Sgt. Johnson considered the matter carefully.
The anxious visitor further explained that she had been in the habit of wearing leggings and a sweater, but the bloomer or divided skirt was not the thing at all for a woman rider of a motorcycle. The Sgt. finally passed judgment on the proposition. He said that as far as he could see there was nothing immodest in the attire described to him. Inasmuch as the fair motorcyclist wore her hair in two long braids, it was evident that she would not conceal her sex or impersonate a man, simply by wearing a pair of comfortable trousers.
It was the opinion of the Sgt. therefore that the law concerning masquerading would not be violated should the young lady dress herself in the manner described.

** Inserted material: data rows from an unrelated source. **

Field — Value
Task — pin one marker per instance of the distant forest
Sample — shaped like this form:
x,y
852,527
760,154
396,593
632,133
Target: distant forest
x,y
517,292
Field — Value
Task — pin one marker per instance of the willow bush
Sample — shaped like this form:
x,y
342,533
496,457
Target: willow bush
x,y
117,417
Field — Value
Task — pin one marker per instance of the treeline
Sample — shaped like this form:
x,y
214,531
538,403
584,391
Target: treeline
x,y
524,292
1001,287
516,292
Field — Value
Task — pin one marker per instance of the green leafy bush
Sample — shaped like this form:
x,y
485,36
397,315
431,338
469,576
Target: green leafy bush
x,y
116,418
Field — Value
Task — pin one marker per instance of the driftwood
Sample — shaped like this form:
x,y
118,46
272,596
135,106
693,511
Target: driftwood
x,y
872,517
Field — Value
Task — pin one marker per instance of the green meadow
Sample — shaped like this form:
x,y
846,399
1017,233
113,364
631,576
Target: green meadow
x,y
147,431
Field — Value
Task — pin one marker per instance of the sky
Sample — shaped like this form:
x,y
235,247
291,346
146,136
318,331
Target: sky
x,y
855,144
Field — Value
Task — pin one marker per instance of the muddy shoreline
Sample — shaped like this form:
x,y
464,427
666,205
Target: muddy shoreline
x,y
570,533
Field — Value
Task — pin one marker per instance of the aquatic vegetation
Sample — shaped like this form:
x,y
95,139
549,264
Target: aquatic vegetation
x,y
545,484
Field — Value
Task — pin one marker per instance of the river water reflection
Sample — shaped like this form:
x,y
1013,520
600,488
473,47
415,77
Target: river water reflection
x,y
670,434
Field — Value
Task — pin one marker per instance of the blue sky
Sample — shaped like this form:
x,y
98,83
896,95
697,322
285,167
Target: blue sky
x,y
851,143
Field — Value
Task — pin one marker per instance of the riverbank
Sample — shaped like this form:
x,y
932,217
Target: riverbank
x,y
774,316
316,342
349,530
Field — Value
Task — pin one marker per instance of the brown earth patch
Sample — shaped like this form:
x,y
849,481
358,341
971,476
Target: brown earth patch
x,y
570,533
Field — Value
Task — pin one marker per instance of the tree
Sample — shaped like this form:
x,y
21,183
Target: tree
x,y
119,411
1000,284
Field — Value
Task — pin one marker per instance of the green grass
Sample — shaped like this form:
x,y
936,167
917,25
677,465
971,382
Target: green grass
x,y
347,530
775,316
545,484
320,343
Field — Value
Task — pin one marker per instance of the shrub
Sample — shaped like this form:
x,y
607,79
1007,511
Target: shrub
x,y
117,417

Motorcycle Officer Hopkins concurred in the decision: “I have observed,” said Hopkins, “that the bloomer and split skirt both are dangerous when it comes to riding a motorcycle. The rider who wears these kind of garments runs the risk of having the cloth caught in the spokes of the wheel, the rider then would be thrown and hurt.”
From the San Diego Sunday News, November 4, 1888
SAN DIEGO STREETS BEFORE “MADISON AVENUE”
The practice of advertising by means of wagons covered with canvas signs, driven through the streets of this city should be stopped. It frightens horses and is liable to cause serious runaways. The streets were not made for such purposes.
From the San Luis Rey Star, August 4, 1883
As soon as Jim Bush has his land laid out in one acre town lots, he will commence making arrangements for the erection of a store and hotel. The “City of Fallbrook,” that sounds hightoned.
From the San Diego Sun, August 4, 1883
SCARCE AS HEN’S TEETH
Eggs are reported to be very scarce in this city. They retail at 35c per dozen. A way-up price.